The body learned how to protect.
Movement is one of the most honest forms of language we have, because it is difficult to censor. Think about how different emotions naturally move through the body:
Grief often pulls us inward.
Anger tends to be sharp, tense, and explosive.
Joy lifts and bounces.
Fear often shows up as freezing or retreating.
None of these responses are wrong. They are the nervous system doing exactly what it was designed to do. When we ignore somatic language, we often miss the most honest data we have about what we’re actually experiencing. From a neurological perspective, this makes sense. The body and nervous system process information faster than the thinking brain. Sensory input, movement, sound, visual cues, is routed through the nervous system before it ever reaches the parts of the brain responsible for logic and language. This means that by the time you are thinking about how you feel, your body has already reacted.
This is why someone can say, “I don’t know why I’m upset,” while their shoulders are hunched, their jaw is tight, and their breathing is shallow. The body knows. The words just haven’t arrived yet.
Somatic language allows us to listen without forcing explanation. It asks questions like:
What is my body doing right now?
Where do I feel tension or collapse?
What does my posture communicate about my inner state?
Does my body want to move, rest, stretch, curl, or expand?
These questions don’t demand answers in sentences, they invite awareness (step 2 in the process). When we override the body repeatedly, telling ourselves to “push through,” “calm down,” or “get over it”, we teach the nervous system that its signals are not welcome. Over time, this disconnection can show up as chronic tension, fatigue, burnout, emotional numbness, or sudden emotional outbursts that seem to come out of nowhere.
This isn’t a failure of self-control. It’s a breakdown in communication. The body doesn’t stop speaking because we ignore it. It just gets louder or shuts down entirely. Somatic language is often the bridge back.
Below is a music video. While I personally love this song, I think that the visuals of the choreography (the somatic langauge) really adds an additional layer to the emotions behind the song. I would love to know what you think (and feel) when watching it.

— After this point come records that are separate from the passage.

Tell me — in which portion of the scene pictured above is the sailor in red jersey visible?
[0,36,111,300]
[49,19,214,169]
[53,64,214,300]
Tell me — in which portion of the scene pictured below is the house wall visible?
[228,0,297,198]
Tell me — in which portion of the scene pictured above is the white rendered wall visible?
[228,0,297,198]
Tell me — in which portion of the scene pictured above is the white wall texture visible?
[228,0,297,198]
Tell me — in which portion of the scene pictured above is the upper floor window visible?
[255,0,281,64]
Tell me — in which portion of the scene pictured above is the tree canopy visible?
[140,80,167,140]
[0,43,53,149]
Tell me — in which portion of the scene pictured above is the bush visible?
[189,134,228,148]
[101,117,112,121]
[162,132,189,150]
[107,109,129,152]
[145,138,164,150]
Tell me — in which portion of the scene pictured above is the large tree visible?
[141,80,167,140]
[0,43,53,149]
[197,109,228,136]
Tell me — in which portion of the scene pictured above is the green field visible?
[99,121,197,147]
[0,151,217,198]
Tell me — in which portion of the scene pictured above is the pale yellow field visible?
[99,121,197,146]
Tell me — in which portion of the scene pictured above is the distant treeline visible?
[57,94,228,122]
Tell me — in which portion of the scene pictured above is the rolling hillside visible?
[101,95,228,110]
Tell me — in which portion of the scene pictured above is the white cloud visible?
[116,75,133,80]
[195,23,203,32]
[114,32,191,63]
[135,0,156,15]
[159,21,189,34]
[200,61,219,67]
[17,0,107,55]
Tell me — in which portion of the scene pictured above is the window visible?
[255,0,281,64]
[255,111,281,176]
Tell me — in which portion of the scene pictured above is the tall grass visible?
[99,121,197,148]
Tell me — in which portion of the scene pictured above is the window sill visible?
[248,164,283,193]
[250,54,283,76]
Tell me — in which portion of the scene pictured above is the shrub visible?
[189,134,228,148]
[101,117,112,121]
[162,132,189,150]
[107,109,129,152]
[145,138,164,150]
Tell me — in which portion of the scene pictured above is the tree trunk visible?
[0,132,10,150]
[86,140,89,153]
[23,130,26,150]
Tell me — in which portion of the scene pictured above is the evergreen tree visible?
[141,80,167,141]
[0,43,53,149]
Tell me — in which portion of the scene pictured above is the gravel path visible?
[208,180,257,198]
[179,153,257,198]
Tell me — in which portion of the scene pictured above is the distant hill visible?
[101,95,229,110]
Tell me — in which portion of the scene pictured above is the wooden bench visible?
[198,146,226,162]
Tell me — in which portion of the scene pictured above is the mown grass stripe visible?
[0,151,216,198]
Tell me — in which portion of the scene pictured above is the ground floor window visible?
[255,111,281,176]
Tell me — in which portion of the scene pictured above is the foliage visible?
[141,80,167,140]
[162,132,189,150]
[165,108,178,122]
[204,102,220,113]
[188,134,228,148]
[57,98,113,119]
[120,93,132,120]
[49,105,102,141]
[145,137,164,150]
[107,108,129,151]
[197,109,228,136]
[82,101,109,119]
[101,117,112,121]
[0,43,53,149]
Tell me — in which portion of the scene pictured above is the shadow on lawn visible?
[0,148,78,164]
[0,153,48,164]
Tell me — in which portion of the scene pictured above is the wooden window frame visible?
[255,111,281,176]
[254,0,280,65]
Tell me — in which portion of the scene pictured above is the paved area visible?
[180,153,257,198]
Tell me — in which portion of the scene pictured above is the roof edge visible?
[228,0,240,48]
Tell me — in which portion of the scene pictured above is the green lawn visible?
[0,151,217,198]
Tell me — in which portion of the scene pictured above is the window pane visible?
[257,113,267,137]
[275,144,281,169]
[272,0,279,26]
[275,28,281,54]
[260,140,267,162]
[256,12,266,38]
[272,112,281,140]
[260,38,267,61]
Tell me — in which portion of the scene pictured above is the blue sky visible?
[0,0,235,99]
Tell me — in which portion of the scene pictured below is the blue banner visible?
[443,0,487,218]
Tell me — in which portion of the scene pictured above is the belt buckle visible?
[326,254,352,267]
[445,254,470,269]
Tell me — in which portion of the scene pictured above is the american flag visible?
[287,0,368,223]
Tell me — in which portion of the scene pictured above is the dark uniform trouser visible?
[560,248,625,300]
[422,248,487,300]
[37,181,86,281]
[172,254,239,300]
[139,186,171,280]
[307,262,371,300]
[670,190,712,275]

Why This Matters for Real Change
When people struggle to change, it’s often not because they’re resistant or lazy. It’s because they’re trying to process emotion in a language their nervous system doesn’t understand.
You’re not failing at change.
You’re speaking the wrong dialect.
This is why language always comes first in my framework. Because until we can express what’s happening inside, through words, music, images, movement, or symbol, we don’t actually have anything solid to work with.
From language comes awareness. From awareness comes choice. From choice comes action that is sustainable rather than punishing.
This is also why the Nervous System Reset Workshop (Click here to check it out) begins here. Before tools, practices, or action plans. We explore how your system already communicates. What calms you. What activates you. What helps you process emotion instead of suppressing it.
Regulation doesn’t come from forcing yourself to be calm. It comes from being able to listen. Sometimes, listening starts with a song, a picture, or movement.
A Gentle Invitation
If you’re reading this, I invite you to reflect, not to analyze, but to notice (see how we are moving from language to awareness):
What helps you find language when words aren’t enough? Is it music? Movement? Writing? Images? Silence?
Where does your nervous system feel most understood?
There is no right answer here. There is only your answer.
Once you find your language, everything else becomes easier to meet. This is not about doing healing “correctly.” It’s about finally being able to hear yourself.